Dr Miro’s apothecary is announced by a nameplate embossed with gold letters. The murky glass door whispers shut. My eyes adjust to the light and I see a stooping man with a mustache, two rd sideburns that jut out on either side of his face like horns. He sets down a glass of water before me. It looks suspiciously earthy. I hand him a note, which he reads without expression, then disappears into the back. It is safer, I’ve heard, to not speak around here so I take in the shop. Cabinets line the walls, each of them containing tomes on ancient symbols. The tinted glass-paned counter holds mysterious equipment, vials of serum, de-addiction microchips. I leaf through a book and something catches my eye.
Birds were first caged in ancient Ravensland. For their beauty. The motivation for caging has not changed through the time-spills. It is about what they contribute to our lives. Their needs are unimportant. Caged birds sometimes exhibit destructive abnormal behaviors such as feather plucking, excessive vocalization, fear and aggression. This should not be attributed to suffering. They may be prescribed certain drugs to control the behaviors.
When the doctor comes out of the room with an envelop and hands it to me, I take the plunge and ask. “Can someone get the markings without taking the potion?”
“You haven’t touched the water. There’s nothing wrong with it.”
He seems offended so I take a sip of the brackish liquid. A bit of seaweed catches on my tongue. “The markings, you’ve seen them?”
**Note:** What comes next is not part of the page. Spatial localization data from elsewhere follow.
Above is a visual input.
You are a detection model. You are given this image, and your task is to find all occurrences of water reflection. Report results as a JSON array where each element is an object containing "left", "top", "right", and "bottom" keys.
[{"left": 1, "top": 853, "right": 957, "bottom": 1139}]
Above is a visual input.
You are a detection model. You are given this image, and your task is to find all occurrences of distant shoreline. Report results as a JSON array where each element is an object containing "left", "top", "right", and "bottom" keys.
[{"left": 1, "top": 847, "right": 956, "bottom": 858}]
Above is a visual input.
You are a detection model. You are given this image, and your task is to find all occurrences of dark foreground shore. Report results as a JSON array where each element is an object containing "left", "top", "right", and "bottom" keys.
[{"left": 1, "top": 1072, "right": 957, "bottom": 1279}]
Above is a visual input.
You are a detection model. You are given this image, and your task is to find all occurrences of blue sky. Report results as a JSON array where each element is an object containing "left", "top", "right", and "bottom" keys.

“Sometimes.” He rings up my purchase, squinting at me through the shadows. “I’ll tell you this. Between two Kild, anything can be happening, hasn’t been studied enough, that kind of energy exchange. I’m sure they are doing research at the big labs but where they be releasing such things to us? We have to figure it out on our own.”
As I make my way out, the selgrid seem to have come lower down the walls. The shops are a claustrophobic mess, angles jutting out oddly. A spasm at my neck. I touch the tell-tale indentation of tendrils on one cheek and shudder.
At home, I mix the herbs with water, drink the bitter concoction, say a small prayer, moving my mouth over the forbidden syllables I read once in a book. I am so lost in my thoughts that I almost miss the message that comes in. Some is interested in renting my extra room. I had forgotten all about the ad I put up at the store. The timing couldn’t be worse but I need the extra money. I agree to meet the girl the next day.